6. Voorafgaand aan ieder jaar stelt het bestuur een begroting voor het eerstvolgende boekjaar vast. Deze begroting is gespecificeerd overeenkomstig de in artikel 3A genoemde bestedingsdoelen respectievelijk activiteiten. De begroting is voor betrokkenen beschikbaar.
ARTIKEL 11
Statutenwijziging en ontbinding
1. Besluiten tot wijziging van de statuten respectievelijk ontbinding van de Stichting kunnen slechts worden genomen met een meerderheid van drie/vierde van de uitgebrachte stemmen in een
vergadering waarin ten minste zes bestuursleden aanwezig zijn. De oproeping voor deze vergaderingen geschiedt schriftelijk.
De oproeping vermeldt, behalve het tijdstip en de plaats der vergadering, de te behandelen onderwerpen.
De statuten alsmede de in de statuten aangebrachte wijzigingen zullen niet in werking treden alvorens een volledig exemplaar van die stukken onderscheidenlijk van de wijzigingen daarin, door het bestuur ondertekend, voor een ieder ter inzage is neergelegd ter griffie van de Rechtbank te Amsterdam.
2. Het ontbindingsbesluit duidt tevens de bestemming van een eventueel batig saldo van de vereffening aan. Deze bestemming zal zoveel mogelijk in overeenstemming zijn met het doel van de Stichting.

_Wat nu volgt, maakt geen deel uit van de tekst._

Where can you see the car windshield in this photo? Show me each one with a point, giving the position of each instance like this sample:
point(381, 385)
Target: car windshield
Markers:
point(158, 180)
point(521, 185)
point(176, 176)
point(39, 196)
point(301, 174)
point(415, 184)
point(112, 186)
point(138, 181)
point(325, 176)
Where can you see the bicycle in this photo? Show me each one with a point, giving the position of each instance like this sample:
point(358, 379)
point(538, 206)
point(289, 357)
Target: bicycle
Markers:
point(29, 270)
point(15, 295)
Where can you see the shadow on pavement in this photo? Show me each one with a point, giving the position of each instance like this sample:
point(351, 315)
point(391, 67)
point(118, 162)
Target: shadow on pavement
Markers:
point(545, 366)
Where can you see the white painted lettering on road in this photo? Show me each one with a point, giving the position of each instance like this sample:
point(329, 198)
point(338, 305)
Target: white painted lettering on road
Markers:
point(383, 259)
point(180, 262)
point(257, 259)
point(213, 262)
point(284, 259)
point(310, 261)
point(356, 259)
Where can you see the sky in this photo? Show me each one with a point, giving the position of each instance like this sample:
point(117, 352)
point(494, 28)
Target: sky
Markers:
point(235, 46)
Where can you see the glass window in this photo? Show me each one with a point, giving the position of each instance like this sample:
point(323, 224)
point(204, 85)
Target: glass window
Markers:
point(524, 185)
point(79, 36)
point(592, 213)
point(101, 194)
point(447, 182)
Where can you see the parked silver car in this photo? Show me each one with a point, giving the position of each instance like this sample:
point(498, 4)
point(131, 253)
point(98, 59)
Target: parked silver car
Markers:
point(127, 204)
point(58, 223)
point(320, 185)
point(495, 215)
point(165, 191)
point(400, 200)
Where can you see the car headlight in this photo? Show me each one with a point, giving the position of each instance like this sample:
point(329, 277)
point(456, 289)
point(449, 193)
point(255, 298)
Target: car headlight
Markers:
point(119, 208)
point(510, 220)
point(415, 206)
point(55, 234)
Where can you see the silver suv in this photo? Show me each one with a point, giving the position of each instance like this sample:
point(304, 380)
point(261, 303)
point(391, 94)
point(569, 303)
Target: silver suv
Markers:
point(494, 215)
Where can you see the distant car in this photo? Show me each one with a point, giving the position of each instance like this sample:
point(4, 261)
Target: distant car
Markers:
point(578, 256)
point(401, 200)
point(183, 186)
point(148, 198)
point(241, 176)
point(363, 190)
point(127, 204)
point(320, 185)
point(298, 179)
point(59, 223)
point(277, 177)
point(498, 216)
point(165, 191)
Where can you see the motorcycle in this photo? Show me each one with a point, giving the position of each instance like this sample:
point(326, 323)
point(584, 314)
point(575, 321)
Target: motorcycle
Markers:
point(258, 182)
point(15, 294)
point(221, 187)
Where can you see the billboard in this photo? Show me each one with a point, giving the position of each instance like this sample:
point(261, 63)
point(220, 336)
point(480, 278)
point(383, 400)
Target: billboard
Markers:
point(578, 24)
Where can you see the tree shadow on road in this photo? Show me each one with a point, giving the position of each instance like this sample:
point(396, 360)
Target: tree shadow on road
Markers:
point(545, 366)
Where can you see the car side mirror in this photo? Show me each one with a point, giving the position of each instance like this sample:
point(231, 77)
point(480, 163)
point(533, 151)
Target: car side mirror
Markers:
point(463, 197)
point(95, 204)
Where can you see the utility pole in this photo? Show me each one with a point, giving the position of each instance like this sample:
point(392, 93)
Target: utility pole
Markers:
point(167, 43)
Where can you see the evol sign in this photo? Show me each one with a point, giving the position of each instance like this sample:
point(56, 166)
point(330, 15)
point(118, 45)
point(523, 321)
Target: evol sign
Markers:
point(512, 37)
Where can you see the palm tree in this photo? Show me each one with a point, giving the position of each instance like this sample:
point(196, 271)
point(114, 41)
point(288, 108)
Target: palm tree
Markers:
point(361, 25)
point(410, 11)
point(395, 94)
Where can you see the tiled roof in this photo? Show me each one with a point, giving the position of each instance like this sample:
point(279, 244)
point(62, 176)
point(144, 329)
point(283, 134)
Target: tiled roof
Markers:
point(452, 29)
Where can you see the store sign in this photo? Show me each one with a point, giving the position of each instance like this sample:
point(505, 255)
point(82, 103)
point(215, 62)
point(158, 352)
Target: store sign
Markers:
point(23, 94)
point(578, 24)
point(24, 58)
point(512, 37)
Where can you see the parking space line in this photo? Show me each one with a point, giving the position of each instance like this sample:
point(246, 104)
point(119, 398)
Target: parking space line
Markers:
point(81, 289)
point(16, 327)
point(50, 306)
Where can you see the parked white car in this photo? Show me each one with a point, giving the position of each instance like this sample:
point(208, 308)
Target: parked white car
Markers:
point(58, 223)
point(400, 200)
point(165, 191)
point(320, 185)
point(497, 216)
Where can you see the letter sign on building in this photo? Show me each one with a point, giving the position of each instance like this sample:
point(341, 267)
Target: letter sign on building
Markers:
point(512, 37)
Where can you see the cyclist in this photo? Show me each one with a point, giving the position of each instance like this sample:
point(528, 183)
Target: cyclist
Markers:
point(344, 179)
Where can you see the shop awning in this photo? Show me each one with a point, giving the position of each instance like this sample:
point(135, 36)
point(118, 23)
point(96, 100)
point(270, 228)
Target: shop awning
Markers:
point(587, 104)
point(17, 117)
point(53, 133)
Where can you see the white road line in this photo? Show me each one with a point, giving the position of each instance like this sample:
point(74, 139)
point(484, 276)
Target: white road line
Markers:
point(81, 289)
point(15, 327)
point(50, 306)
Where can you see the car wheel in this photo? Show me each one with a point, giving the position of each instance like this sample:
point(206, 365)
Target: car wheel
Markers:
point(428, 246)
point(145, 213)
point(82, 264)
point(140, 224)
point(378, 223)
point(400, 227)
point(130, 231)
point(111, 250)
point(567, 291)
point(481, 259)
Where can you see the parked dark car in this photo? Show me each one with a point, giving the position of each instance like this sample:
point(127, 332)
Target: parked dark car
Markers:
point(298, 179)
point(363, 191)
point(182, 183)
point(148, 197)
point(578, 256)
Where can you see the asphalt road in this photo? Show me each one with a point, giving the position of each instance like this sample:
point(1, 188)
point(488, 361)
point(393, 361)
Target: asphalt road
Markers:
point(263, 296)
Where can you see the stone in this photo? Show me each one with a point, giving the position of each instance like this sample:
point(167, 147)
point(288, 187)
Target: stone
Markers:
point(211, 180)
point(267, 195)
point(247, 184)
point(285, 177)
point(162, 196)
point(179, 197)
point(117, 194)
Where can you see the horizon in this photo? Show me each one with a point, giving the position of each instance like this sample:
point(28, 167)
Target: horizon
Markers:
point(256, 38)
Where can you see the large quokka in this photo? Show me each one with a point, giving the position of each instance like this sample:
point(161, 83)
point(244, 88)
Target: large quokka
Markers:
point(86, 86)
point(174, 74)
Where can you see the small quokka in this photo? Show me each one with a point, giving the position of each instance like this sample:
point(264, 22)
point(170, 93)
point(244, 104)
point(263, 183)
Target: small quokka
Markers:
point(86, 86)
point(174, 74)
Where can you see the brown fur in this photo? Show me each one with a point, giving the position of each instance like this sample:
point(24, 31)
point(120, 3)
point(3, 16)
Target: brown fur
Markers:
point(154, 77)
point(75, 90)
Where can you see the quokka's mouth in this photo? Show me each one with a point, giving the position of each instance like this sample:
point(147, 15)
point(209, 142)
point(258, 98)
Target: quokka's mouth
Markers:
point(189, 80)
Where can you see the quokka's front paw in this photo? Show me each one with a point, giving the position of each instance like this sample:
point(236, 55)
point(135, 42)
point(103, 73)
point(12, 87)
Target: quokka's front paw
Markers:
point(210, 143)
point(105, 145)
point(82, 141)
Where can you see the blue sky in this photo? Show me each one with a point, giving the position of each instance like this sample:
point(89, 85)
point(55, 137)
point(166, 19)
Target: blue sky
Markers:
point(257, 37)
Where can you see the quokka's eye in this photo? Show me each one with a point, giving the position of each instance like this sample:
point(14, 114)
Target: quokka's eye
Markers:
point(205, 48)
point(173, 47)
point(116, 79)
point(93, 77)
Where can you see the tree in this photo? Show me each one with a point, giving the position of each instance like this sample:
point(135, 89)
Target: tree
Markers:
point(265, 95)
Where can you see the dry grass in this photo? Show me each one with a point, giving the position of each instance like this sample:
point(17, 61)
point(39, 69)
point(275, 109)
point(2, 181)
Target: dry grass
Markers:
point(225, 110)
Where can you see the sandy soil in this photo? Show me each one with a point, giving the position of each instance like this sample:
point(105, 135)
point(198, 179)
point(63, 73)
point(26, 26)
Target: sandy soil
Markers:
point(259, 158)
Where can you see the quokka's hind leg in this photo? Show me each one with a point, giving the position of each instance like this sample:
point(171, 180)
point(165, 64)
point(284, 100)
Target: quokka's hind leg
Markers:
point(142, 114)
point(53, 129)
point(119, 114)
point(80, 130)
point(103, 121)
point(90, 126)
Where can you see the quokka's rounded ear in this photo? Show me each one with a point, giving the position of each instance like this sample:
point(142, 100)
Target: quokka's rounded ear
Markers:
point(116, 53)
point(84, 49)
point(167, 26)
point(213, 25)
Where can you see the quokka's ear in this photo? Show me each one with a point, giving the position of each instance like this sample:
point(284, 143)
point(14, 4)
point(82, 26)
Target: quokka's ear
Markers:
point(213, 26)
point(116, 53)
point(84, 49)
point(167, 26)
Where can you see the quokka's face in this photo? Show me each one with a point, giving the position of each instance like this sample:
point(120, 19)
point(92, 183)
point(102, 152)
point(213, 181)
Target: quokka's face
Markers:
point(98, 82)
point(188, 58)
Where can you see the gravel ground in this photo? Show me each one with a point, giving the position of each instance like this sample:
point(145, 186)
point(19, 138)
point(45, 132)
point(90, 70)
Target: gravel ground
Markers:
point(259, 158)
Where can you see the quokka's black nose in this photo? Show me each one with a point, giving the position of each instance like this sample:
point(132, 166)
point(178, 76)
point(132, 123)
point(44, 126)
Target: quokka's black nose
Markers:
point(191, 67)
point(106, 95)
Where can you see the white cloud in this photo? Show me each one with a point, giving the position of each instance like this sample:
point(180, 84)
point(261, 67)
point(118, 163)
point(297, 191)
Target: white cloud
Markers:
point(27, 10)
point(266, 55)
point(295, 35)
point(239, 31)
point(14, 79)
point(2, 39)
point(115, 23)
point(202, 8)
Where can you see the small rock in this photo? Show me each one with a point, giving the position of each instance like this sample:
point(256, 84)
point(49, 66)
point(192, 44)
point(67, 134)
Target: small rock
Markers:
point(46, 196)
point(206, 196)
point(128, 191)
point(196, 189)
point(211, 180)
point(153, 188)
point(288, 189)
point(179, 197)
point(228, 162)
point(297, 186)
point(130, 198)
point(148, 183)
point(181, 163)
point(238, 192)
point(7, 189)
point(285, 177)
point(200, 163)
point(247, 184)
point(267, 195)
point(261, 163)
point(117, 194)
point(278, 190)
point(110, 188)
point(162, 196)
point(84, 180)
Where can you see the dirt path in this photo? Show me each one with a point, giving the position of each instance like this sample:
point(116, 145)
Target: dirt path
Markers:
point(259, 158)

3. De Stichting wordt bovendien ontbonden door haar insolventie, nadat zij in staat van faillissement is verklaard of door opheffing van het faillissement wegens de toestand van de boedel, zomede door rechterlijke uitspraak in de bij de wet genoemde gevallen.
ARTIKEL 12
1. Het bestuur stelt een reglement vast. De bepalingen van het reglement mogen niet in strijd zijn met deze statuten.
2. Ten aanzien van besluiten tot vaststelling of wijziging van het reglement is het bepaalde in artikel 11, eerste lid, van toepassing.
ARTIKEL 13
Informatieverstrekking werkgevers
Het bestuur is bevoegd van de werkgevers alle gegevens te verlangen die zij op grond van de SOOB- CAO verplicht zijn te verstrekken en welke nodig zijn voor de goede uitvoering van de statuten en het reglement.
Bij gebreke van deze gegevens is het bestuur gemachtigd de betreffende gegevens naar beste weten te schatten.
ARTIKEL 14
1. Voor zover gelden van de Stichting voor belegging beschikbaar zijn, worden deze gelden door het bestuur belegd, met inachtneming van in redelijkheid daaraan te stellen eisen van liquiditeit, rendement en risicoverdeling.
2. Gerede gelden worden in rekening courant gestort bij de administrateur. De titels betreffende geldleningen op onderhandse schuldbekentenissen worden in bewaring gegeven bij te goeder naam en faam bekend staande personen en instellingen. Effecten en andere geldswaardige papieren worden zoveel mogelijk in bewaring gegeven bij algemene handelsbanken.
3. De kosten van beheer met betrekking tot een boekjaar worden door het bestuur vastgesteld en komen ten laste van de rekening van lasten en baten over dat boekjaar.
ARTIKEL 15
Het bestuur is bevoegd in onvoorziene gevallen af te wijken van het bepaalde in het reglement, mits daarbij niet in strijd wordt gehandeld met de statuten.
ARTIKEL 16
De statuten zijn in werking getreden op 22 februari 1988 en zijn laatstelijk gewijzigd met ingang van 22 juni 2017 (datum verlijden notariële akte).